In shifting the focus from subject to subjectivization, Turner elides the messy, particular self in order to highlight the forces that shape, anguish, and produce it. And by focusing on the emotional and psychological and historical entanglements of objects, he makes the gallery, museum, and exhibition space the site of the unraveling of the violence congealed in many of the readymade objects the artist starts out with. Call it “institutional critique” of an atypical sort. 

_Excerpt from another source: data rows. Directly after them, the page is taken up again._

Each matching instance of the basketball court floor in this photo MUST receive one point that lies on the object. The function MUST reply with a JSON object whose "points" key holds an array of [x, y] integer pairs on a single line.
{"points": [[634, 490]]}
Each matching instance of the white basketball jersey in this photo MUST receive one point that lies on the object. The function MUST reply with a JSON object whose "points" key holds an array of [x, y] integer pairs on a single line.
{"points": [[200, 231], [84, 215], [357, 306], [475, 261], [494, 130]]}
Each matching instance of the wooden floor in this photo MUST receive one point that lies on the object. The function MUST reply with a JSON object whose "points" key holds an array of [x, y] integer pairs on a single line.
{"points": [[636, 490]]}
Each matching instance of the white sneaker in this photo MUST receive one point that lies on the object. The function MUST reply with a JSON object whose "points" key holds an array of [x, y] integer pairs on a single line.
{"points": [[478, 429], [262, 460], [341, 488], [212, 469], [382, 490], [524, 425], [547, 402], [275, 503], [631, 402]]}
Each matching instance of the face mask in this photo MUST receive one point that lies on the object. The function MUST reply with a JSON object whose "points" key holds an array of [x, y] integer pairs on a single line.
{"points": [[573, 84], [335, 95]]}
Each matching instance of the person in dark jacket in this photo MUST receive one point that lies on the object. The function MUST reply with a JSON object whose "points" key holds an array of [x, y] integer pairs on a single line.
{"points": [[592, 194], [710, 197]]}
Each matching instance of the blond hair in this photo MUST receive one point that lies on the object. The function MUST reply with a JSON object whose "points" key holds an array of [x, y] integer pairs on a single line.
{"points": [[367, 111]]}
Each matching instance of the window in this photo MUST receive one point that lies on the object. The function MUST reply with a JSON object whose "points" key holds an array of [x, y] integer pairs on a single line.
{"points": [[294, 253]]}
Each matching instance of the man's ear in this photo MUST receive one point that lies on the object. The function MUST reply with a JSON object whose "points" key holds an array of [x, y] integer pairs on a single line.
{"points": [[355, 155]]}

Thus maybe, finally, his objects might be said to share something with the clear Plexiglas cube, sealed and fogged from the inside, that is Hans Haacke’s Condensation Cube (1965). In it, the temperature differential between inside and outside causes water vapor to condense into droplets that run down the walls of the cube. Haacke had effectively used the aesthetics of minimalism to contain within it an unruly interior that actively measured and transparently exposed the shifting conditions of the environment around it. Turner’s opaque, obdurate forms do not expose their own insides so visibly, but they do metaphorically take the temperature of an object’s ideological origins, functional protocols, and evoke the differential emotional or psychological interiors of those that touched, or were touched by, them.

It was Antonin Artaud who once exhorted, “If there is still one hellish, truly accursed thing in our time, it is our artistic dallying with forms, instead of being like victims burnt at the stake, signaling through the flames.” Turner’s oeuvre began with a bonfire. What emerged thereafter was not so much mere cinders as a blazing light, by which we might better see how art can indeed signal through the flames, responding to and grappling with what it means to be human in a world that is itself on fire.